Studies on induced abortion have identified individual (such as age, religion, educational level, marital status, and number of children, among others) and household (household income) level factors as predictors (Yeboah et al., 2024; Chae et al., 2017; Danso et al., 2022; Ranji, 2012; Sedgh et al., 2015). However, there are some limitations in studies on induced abortion. First, studies have found that induced abortion varies by ecological zone (Danso et al., 2022; Keogh et al., 2015; Polis et al., 2020) and by place of residence, with induced abortion more prevalent in urban areas than rural areas (Chae et al., 2017; Danso et al., 2022). However, studies on induced abortion have examined ecological zones and place of residence as independent variables predicting induced abortion. Second, studies on induced abortion have primarily focused on women in their reproductive ages (15–49 years) (Chae et al., 2017; Danso et al., 2022; Keogh et al., 2015; Boah et al., 2019). However, studies have reported that unsafe and induced abortions are prevalent among women aged 15–24, especially in sub-Saharan Africa (Chae et al., 2017; Shah and Åhman, 2012).

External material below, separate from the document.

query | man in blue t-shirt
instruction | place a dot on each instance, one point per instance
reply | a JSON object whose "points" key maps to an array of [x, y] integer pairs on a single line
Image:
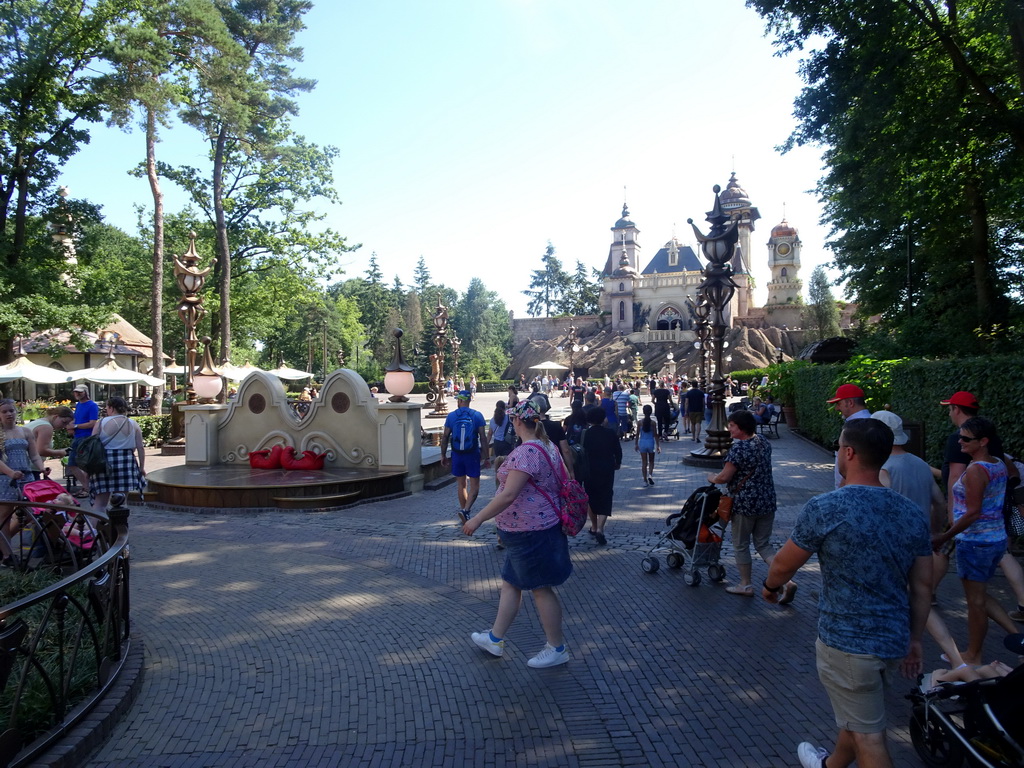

To the best of our knowledge, after an extensive literature search, there is currently no study in Ghana that has examined the nuances pertaining to induced abortion in ecological zones by place of residence. Therefore, this study examined the predictors of induced abortion in ecological zones by place of residence among women aged 15–24. The study sample was restricted to only women who had ever been pregnant, as they were the ones likely to have experienced either a live birth, miscarriage or induced abortion. Understanding the predictors of induced abortion within each ecological zone can facilitate the development of targeted interventions and policies that address the specific needs and challenges faced by young women in different regions. This study had two hypotheses: (a) AGYW in the Savannah zone are less likely to have an induced abortion than those in the forest zone, and (b) AGYW residing in urban areas are more likely to have an induced abortion than those in the rural areas.